O.J. Mayo’s first and possibly only season in Dallas is ending on a low, low note. While Mayo is a talent and far from a head case, and the Mavericks have had about as tough as NBA seasons get through no fault of their own, these are the results that need to be remembered.
These are the sorts of columns that you want to bookmark and send out to a dozen desperate NBA teams in late July. The sort of squads that whiffed on high-end free agents (who stayed with their incumbent teams) or watched as other franchises overpaid for the leftovers. The teams that may be forced into talking themselves into a player like O.J. Mayo. A fine player, no doubt, stuck in a tough year. But one to mull over before signing, especially in the wake of his listless play to end Dallas’ rough 2012-13 season.
ESPN Dallas’ Tim McMahon details the immediate aftermath of a particularly poor stretch of play (turnovers, listless defense) from Mayo, and the in-game and post-game comments from Mavericks coach Rick Carlisle that resulted:
“I called that timeout just to get you out of the game!” Carlisle screamed at Mayo in the huddle, according to one player.
[…]
“I just want to see him show up,” said Carlisle, who was as harsh publicly with a player as he’s been since calling out Lamar Odom at the end of the his strange midseason sabbatical. “I just want to see him show up and compete. He didn’t compete tonight.
“And I tell you, with all the time we’ve put into helping him develop and bringing him along, in the biggest game of the year -- an opportunity to be a winning team -- for him to show up like he did tonight, I was shocked.”
[…]
“He just had a bad night,” Carlisle said after making a point to mention that the coaches showed Mayo film at halftime “where he was virtually just standing around defensively” and essentially implored him to mentally check into the game. “I guess I’ll write it off to that.”
In reference to Mayo’s awful second half of the season performances and Dallas’ final games of the season on Wednesday, Carlisle offered this:
“Well,” Carlisle said, “the good news is there’s only an opportunity for one more.”
Yikes.
Now, in the midst of the postgame comments, Carlisle did go out of his way to tell reporters that “look, sometimes guys have bad nights, so make sure to put that in there, too.” This is completely fair. And you can easily understand why Mayo is so frustrated, right now.
This is a player that was treated like a commodity in high school, disappointed somewhat because he somehow didn’t turn into the second-coming of Oscar Robertson in college, and was traded to a second NBA team the day he was drafted. That was O.J. Mayo merely as he was caught entering the NBA.
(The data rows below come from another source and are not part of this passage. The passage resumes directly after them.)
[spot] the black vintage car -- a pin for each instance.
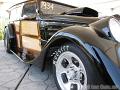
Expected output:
(84, 50)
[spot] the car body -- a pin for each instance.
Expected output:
(41, 27)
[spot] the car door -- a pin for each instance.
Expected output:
(29, 31)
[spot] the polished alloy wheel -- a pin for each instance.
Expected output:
(70, 72)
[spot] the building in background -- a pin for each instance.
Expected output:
(104, 7)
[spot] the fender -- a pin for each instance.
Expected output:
(89, 44)
(9, 29)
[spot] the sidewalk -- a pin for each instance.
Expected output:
(16, 75)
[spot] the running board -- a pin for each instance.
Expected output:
(28, 62)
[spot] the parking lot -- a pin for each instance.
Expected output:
(16, 75)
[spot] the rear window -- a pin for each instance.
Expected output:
(50, 7)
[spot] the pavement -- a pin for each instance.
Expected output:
(16, 75)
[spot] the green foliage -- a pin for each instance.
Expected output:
(1, 35)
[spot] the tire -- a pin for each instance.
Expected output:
(72, 69)
(7, 42)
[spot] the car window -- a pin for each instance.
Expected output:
(115, 28)
(29, 9)
(54, 8)
(16, 12)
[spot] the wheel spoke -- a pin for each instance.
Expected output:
(64, 77)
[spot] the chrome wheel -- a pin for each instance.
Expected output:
(70, 72)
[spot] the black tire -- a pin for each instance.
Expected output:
(92, 74)
(7, 42)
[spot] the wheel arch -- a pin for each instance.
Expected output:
(96, 57)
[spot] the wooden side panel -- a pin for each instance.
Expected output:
(17, 30)
(18, 40)
(17, 26)
(29, 28)
(31, 43)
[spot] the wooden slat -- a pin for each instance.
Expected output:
(31, 43)
(29, 27)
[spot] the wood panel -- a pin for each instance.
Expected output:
(31, 43)
(29, 28)
(17, 25)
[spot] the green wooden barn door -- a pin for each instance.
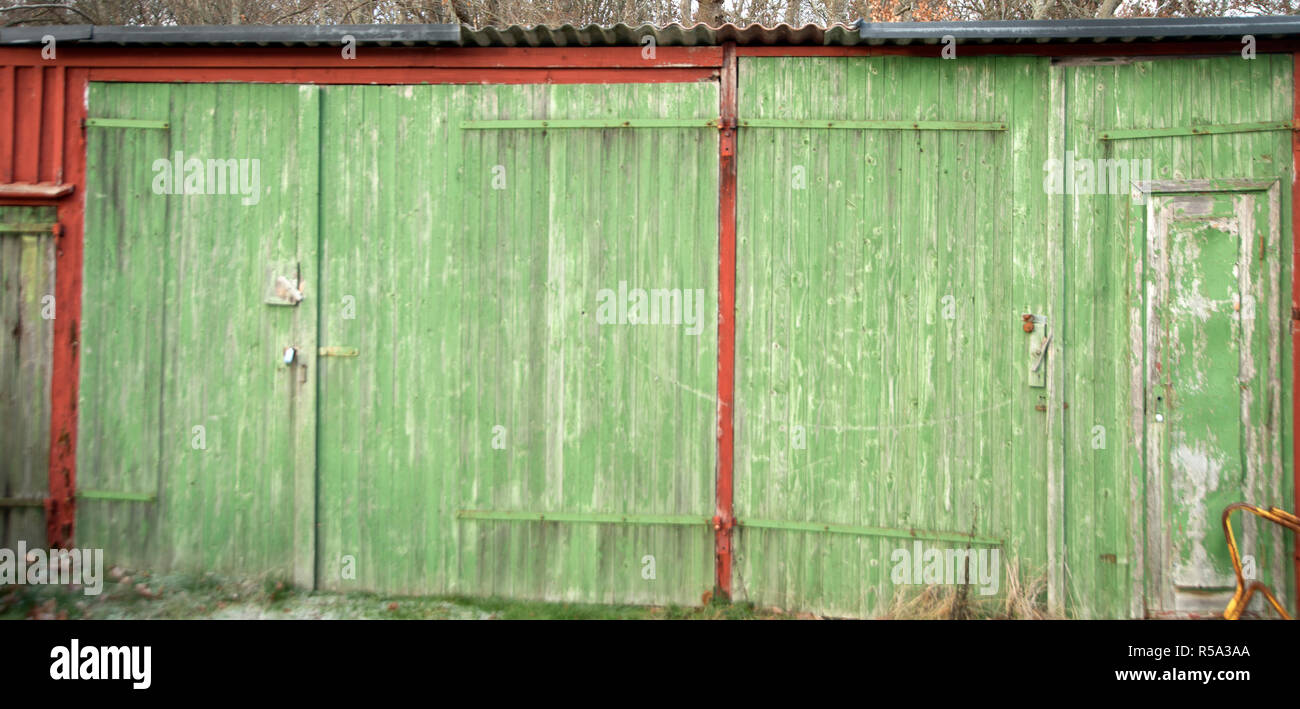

Though we don’t blame the Grizzlies for seeing what they could get for O.J., Mayo was dangled as trade bait for years (even reportedly watching as one deal was signed off on during the 2011 trade deadline) before finally leaving the team as a free agent last summer. In a post-lockout offseason, the market for Mayo was slim, and he had to settle for a two-year $8.2 million deal that features a player option for 2013-14.
On top of that, as McMahon noted, on Monday Mayo was working against his former team from Memphis in the loss. Typically players tend to rise above while going against a former team, but most former teams don’t feature All-NBA defender Tony Allen at the shooting guard spot. As a result, O.J. averaged just 8.5 points per game on 35 percent shooting in four contests against Memphis this year.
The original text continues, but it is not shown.